In an official statement, the RBI said the decision was taken in response to the current excess liquidity conditions in the financial system.
“In view of the surplus transient liquidity conditions prevailing, it has been decided to conduct a Variable Rate Reverse Repo (VRRR) auction on Friday, April 17, 2026,” the central bank stated.
Auction Timing And Settlement Details
The auction will be conducted between 9:30 am and 10:00 am on April 17. The funds absorbed through the auction will be returned to banks on April 24, according to the RBI’s notification.
VRRR auctions are typically used by the RBI to absorb excess liquidity from banks temporarily, helping maintain balance in the money market and ensuring stable interest rates.
GST Outflows Influence Liquidity Strategy
The timing of the auction aligns with a predictable liquidity trend seen every month. Around the 20th of each month, large GST payments lead to an outflow of funds from banks, tightening liquidity across the system.
By reversing the seven-day VRRR funds after GST-related outflows, the RBI aims to cushion liquidity pressure and prevent spikes in overnight borrowing rates.

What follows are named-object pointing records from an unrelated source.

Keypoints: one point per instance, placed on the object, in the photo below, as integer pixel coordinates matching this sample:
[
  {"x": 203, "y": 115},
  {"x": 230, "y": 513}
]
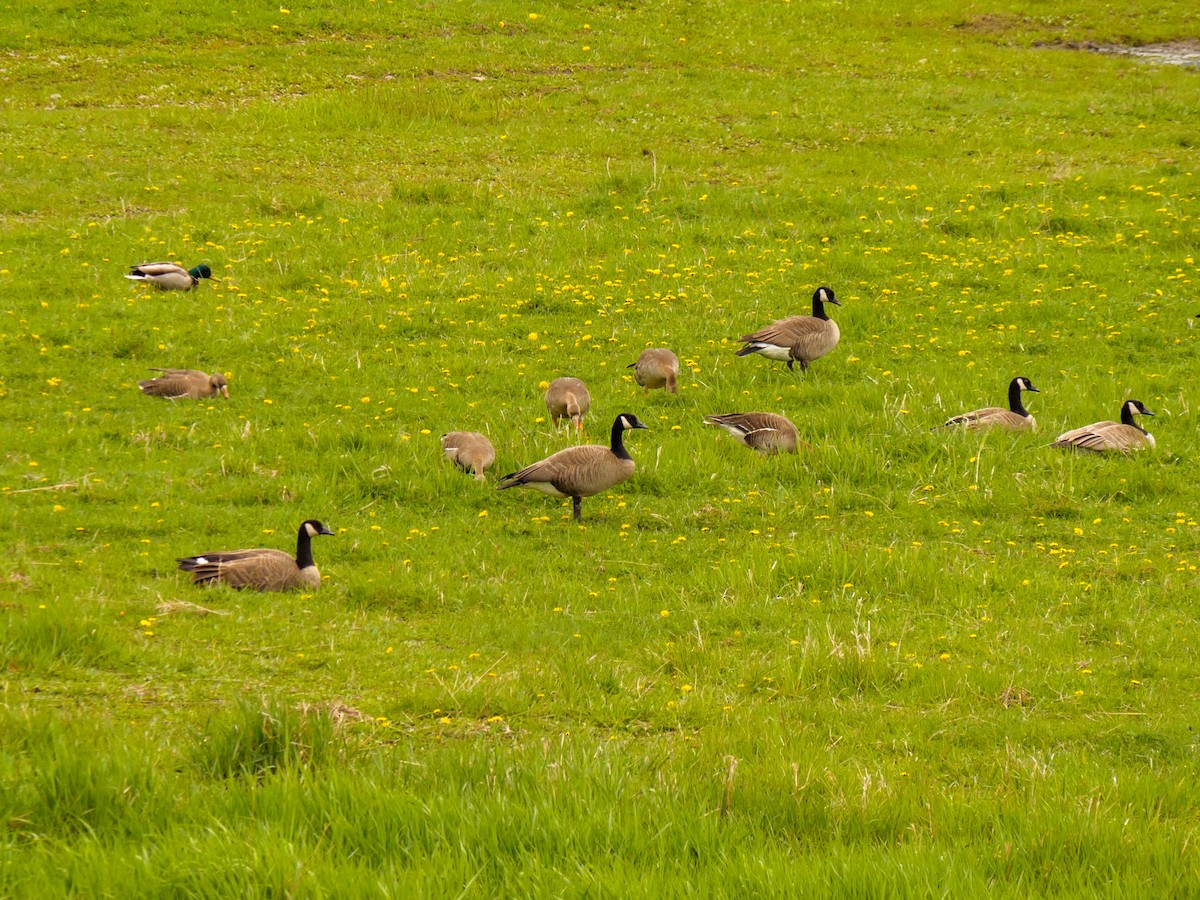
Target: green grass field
[{"x": 901, "y": 663}]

Banking System Currently In Surplus
As per the latest estimates, liquidity in the banking system remained in surplus at approximately ₹5.22 lakh crore as of April 15, highlighting the need for measures to absorb excess funds.
Earlier this month, the RBI had conducted another seven-day VRRR auction on April 10, during which it absorbed ₹2,00,041 crore from the banking system. Those funds are scheduled to mature on April 17.
RBI Maintains Proactive Liquidity Management Approach
During the April monetary policy announcement, Sanjay Malhotra reaffirmed the central bank’s commitment to closely monitor liquidity conditions and act proactively.
“Going ahead, we will continue to be proactive and pre-emptive in liquidity management and ensure sufficient liquidity in the banking system to meet the productive requirements of the economy,” he said.
The move signals the RBI’s continued focus on maintaining financial stability while ensuring that adequate liquidity remains available to support economic growth.